Why linear, not audio, when diodes are present (Friedman, ~131:00 in the panel): "As soon as those diodes go on there, the taper of the pot just completely changes." A linear taper paired with a fixed-threshold Zener pair produces a perceived response that approximates audio — because the diode clamp dominates the upper portion of the pot's travel. An audio pot in the same circuit ends up too dark and lifeless in the lower half of the rotation.
Match the taper to the build: - Linear with 20V Zeners (Friedman's recalled Jose default). - Reverse-audio with 12V Zeners (lowest-V Zeners squash the upper half of pot travel; reverse-audio compensates). - Audio is acceptable on no-diode Jose builds (the no-diode "3-mod" family — Mick Mars Dr. Feelgood territory).
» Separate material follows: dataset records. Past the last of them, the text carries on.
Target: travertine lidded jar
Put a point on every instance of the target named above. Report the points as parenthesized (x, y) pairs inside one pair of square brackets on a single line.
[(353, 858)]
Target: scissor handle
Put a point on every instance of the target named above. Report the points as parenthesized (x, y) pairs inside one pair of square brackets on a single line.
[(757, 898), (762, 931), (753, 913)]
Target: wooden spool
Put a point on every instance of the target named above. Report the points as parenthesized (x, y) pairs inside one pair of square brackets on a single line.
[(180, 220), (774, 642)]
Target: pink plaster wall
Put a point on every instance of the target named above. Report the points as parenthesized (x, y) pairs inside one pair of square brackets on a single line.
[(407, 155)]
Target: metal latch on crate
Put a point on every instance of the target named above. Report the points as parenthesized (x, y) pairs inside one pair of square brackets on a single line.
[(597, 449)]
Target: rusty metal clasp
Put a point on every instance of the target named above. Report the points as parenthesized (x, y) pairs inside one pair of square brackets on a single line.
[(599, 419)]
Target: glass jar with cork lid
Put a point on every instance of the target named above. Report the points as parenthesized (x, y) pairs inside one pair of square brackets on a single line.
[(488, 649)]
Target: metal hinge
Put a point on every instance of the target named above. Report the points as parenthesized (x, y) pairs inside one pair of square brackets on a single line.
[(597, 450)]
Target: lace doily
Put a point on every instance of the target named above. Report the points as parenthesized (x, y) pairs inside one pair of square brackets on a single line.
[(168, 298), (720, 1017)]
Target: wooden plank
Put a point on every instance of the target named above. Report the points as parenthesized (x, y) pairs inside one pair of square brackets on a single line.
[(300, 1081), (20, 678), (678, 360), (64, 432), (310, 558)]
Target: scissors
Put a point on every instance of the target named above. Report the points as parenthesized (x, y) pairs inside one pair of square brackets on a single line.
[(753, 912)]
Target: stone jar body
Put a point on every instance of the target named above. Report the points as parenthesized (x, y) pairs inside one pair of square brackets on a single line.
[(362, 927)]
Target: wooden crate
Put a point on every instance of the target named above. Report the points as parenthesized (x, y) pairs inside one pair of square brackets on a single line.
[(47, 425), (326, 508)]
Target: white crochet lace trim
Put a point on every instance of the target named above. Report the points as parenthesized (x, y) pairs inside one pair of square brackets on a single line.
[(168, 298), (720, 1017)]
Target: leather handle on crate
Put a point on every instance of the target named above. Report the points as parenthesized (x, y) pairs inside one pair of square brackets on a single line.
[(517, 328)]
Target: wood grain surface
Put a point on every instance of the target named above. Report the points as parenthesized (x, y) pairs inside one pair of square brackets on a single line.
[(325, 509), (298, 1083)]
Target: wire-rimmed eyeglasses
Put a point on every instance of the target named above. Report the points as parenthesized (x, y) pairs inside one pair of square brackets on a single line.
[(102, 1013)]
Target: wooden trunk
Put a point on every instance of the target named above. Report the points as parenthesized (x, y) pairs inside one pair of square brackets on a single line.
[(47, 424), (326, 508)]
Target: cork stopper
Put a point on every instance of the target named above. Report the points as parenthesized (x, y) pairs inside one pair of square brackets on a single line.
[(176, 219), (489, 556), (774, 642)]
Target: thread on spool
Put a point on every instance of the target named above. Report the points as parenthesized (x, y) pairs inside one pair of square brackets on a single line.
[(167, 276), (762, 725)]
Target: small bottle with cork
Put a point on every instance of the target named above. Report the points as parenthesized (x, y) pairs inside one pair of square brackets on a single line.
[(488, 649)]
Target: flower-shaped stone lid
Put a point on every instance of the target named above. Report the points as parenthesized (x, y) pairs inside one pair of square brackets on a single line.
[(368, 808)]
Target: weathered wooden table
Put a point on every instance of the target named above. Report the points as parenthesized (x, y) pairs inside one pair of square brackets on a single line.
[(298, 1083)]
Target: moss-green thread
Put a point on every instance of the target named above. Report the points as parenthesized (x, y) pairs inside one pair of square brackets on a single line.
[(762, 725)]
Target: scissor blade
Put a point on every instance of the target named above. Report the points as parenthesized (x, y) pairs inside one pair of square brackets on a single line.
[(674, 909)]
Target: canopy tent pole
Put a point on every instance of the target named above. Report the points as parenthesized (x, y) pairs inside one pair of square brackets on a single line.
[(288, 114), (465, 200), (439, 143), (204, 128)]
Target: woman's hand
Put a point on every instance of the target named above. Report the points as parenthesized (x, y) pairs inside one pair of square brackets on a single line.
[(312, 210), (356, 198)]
1MΩ value still matters. Independent of taper, 1MΩ keeps the cathode-follower output isolated from the tone stack. A lower-impedance pot would load the CF and roll off the upper midrange that's important for the Jose voicing. 1MΩ is high enough to be effectively transparent to the CF. Some Cameron and Friedman production builds use 500kΩ — same broad effect, slightly more CF loading.
Why this correction matters for JMIL: the audio-taper claim was carried into earlier JMIL releases on the strength of widely-circulated kit documentation. Friedman's panel statement is the most-authoritative living-modifier correction to date and the lab now reflects it explicitly rather than passing the old framing forward.
Nuance from Amp Panel #7 (Aug 2025) ~[119:25]: Friedman elaborates that his own production-amp taper choice was *partially driven by pot availability*, not purely by circuit theory: *"I use the linear just for availability on the Jose on the clipping. I didn't really have much of a choice for the pots we used."* This doesn't change the underlying recommendation — linear taper does pair correctly with diodes — but it does mean that "the canonical Jose taper" was, like much of Jose's documented practice, partially driven by what was available on the workbench at the time rather than from a clean engineering ideal. Different surviving Jose amps may have shipped with reverse-audio or other taper combinations depending on what Jose had on hand.